Between the time Jones was born and today, the landscape of America's relationship with her black citizenry has experienced a sea change. Jones is the bridge from one America to another – spanning poverty and prosperity, injustice and acceptance, Harlem and Wall Street, even spanning the militant philosophy of the radical black Nation of Islam and the Gandhian philosophy of Dr. King. His story is the connective tissue that clarifies our past, explains our present, and points to the way to the future. Jones suffered the iniquities, fought the battles, and unlike so many, lived to see both the fruits of his labor and its failings. But this book is far from a treatise on race; Jones witnessed (and participated in) nearly every one of the most important political and social movements from the 1950s right up until today. Eight crucial decades that defined the "American Experience" and Jones was in the thick of it.

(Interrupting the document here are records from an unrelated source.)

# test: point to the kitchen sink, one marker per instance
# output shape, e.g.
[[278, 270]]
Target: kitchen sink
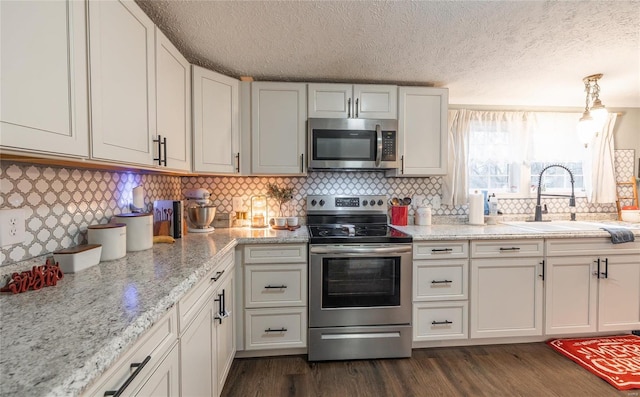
[[560, 226]]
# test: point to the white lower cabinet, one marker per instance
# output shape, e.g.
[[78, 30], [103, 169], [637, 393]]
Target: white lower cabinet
[[148, 368], [506, 290], [440, 290], [275, 297], [207, 340], [592, 286]]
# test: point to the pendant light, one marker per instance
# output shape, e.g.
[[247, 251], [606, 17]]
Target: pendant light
[[595, 114]]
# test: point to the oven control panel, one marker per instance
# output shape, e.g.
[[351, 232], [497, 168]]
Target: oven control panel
[[324, 203]]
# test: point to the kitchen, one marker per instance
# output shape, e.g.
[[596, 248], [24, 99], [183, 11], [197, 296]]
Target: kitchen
[[60, 202]]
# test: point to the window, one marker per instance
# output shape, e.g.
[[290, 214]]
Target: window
[[508, 150]]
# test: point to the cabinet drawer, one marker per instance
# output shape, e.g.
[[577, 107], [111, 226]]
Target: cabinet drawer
[[191, 303], [440, 280], [281, 253], [506, 248], [275, 285], [589, 246], [440, 320], [441, 249], [275, 328], [155, 344]]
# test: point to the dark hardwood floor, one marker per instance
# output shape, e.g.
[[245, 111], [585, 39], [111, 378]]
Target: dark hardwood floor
[[531, 369]]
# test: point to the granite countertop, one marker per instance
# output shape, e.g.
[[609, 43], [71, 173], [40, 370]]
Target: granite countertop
[[58, 340]]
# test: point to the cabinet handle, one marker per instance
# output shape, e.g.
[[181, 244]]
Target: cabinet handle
[[217, 276], [283, 329], [138, 367], [161, 142], [597, 272]]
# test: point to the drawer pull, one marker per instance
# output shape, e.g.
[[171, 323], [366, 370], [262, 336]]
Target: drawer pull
[[138, 367], [445, 322], [283, 329], [217, 276]]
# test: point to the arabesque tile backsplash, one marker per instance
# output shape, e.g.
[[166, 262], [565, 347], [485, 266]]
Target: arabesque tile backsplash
[[60, 203]]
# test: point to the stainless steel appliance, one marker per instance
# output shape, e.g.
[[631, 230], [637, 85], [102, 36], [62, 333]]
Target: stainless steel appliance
[[353, 144], [359, 280]]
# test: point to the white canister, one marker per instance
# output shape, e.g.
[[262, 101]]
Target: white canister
[[139, 230], [423, 216], [112, 237]]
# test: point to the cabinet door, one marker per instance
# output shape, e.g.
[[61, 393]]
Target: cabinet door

Last of the Lions offers a vibrant perspective on human nature and light and dark sides of American values. Jones presents a guide to the ever-pressing – and even after 400 years the still-unfinished – business in our country: the erasing of the color line. Ferguson could have happened half a century ago, but it happed half a decade ago. A path to true freedom laid out by perhaps the only man alive with the personal experience and social context to tackle the issue head-on. History never felt so present, philosophy so urgent.